Conservative activists are currently gathering signatures for an Oregon ballot initiative that would require every voter in the state to provide proof of citizenship within two years.
Initiative Petition 5, which has been approved for signature-gathering and could appear on the November 2018 ballot, would significantly increase the requirements to vote in Oregon.
All Oregonians would need to re-register by providing state officials with a birth certificate, passport or other proof of citizenship by 2020. Currently, voters need only attest to their citizenship to be allowed to vote. (Many people do present birth certificates or passports to obtain driver's licenses, the document typically used for Oregon voter registration.)
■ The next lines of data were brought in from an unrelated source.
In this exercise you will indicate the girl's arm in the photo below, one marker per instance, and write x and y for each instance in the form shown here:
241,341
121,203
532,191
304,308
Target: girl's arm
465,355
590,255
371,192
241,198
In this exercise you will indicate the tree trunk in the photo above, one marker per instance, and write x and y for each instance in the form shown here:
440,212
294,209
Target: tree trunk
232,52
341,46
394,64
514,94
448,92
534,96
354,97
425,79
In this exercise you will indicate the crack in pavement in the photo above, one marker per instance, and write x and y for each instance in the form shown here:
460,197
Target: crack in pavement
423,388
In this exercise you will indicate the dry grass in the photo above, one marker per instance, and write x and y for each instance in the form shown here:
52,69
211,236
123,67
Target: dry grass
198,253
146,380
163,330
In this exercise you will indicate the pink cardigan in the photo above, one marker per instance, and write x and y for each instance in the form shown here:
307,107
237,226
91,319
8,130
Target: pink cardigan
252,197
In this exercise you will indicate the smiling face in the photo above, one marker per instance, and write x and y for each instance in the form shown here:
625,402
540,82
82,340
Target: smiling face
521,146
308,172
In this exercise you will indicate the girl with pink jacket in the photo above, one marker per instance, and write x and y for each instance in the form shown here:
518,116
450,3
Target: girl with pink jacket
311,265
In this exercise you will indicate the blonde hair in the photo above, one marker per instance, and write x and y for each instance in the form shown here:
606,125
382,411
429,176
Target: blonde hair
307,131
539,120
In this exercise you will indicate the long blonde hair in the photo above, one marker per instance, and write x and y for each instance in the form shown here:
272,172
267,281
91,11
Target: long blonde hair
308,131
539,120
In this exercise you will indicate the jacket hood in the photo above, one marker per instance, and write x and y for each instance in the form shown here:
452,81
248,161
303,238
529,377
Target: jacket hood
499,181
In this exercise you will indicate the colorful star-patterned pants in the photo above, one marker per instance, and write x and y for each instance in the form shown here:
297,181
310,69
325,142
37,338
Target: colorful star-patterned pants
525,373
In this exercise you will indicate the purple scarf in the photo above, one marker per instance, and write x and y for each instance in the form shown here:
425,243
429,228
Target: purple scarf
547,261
If backers gather 117,578 valid signatures, the ballot initiative could plunge Oregon into the center of national voter-suppression efforts that use unsubstantiated allegations of voter fraud as a pretext.
On Jan. 27, President Donald J. Trump took to Twitter with his claim that as many as 3 million votes in last November's election were cast illegally, many of them by non-citizens. "We must do better!" Trump tweeted. His staff and political allies have repeated such claims widely, although the evidence they present is thin.
Ari Berman, author of "Give Us The Ballot," a 2015 book chronicling the 1965 Voting Rights Act, says the Oregon initiative is part of nationwide effort that has the effect of discouraging Latinos, young voters and poor people from voting. "There is a climate of hostility toward Latinos and others from people who seem to believe all these noncitizens are registered," Berman says. "There's just no evidence of that."
Oregon might seem removed from the risk of voter disenfranchisement. The state was the first to allow its citizens to vote by mail. And in recent years, Gov. Kate Brown, a Democrat, has led the charge to make registering to vote here easier than anywhere else in the nation. The "motor voter" law she sponsored and signed in 2015 added 283,000 registered voters to the rolls last year.
But conservative activists aim to reverse those gains—with the ballot.
On Jan. 17, just 10 days before Trump's tweet, the Oregon secretary of state's Elections Division cleared IP 5 for supporters to begin gathering signatures.
James Buchal, a Portland lawyer, is one of two chief petitioners for the initiative; the other is state Rep. Mike Nearman (R-Independence).
Buchal says the measure is aimed at addressing what he calls the "low quality" of Oregon's voter rolls. He says he believes the rolls include people who are dead, residents of other states and, most problematically, non-citizens. (Federal law allows only U.S. citizens to vote.) He cannot, however, point to documented evidence of fraud here.
"There's a variety of evidence on the subject that is not specific to Oregon," says Buchal, a Republican who ran for Oregon attorney general in 2012 and for Congress in 2014. "One can make inferences from other states that there is enough non-citizen voting to make a difference in close races."
The examples Buchal cites include two small studies from Virginia and a smattering of anecdotal evidence from other jurisdictions. But the U.S. Department of Justice and groups such as the Brennan Center for Justice at New York University have repeatedly said there is no evidence of significant voter fraud in this country.
Two groups raised legal objections to IP 5 during the qualifying process late last year: Causa Oregon, a Latino rights group, and the American Civil Liberties Union of Oregon.
Andrea Miller, Causa's executive director, says the initiative would be a giant step in the wrong direction for Oregon.
Miller says IP 5 is a voter-suppression effort because it relies on documentation, such as birth certificates and passports, that many voters don't readily have on hand and that can be time-consuming and expensive to obtain. Miller says forcing everyone to re-register within two years could have a chilling effect on voters who are poor, old, unfamiliar with the law, or related to people who are undocumented.
"This wouldn't just affect Causa's constituents," Miller says. "It would impact every single voter in Oregon."
Jann Carson of the ACLU of Oregon says proponents of the measure appear to be emboldened by Trump's rhetoric.
Two years ago, Buchal and his allies proposed a similar measure that would have given voters 10 years to come up with proof of citizenship. Nobody has presented compelling evidence of voter fraud since then, but Trump has brought fringe theories into the mainstream.
"We think this initiative is a solution in search of a problem," Carson says.
Trump lost Oregon to Democratic Party nominee Hillary Clinton by 50 percent to 39 percent. But Carson says it would be a mistake to assume a voter-disenfranchisement campaign would fail here just because Oregon is a reliably blue state.
In 2004, Oregon voters approved a constitutional ban on gay marriage (later overturned by the courts) and, in 2014, rejected by a 2-to-1 margin a ballot measure that would have allowed undocumented immigrants to get driver's licenses, even though many other states allow the practice.
Carson says voter complacency in the past has led to election results that were at odds with "Oregon values" and the state's Democratic registration advantage, such as when the Oregon Citizens Alliance placed anti-gay measures on the ballot starting in 1988.
"People said, 'Don't worry, Oregonians will never pass this,'" Carson says. "That launched a series of attacks on gay and lesbian Oregonians, and it worked."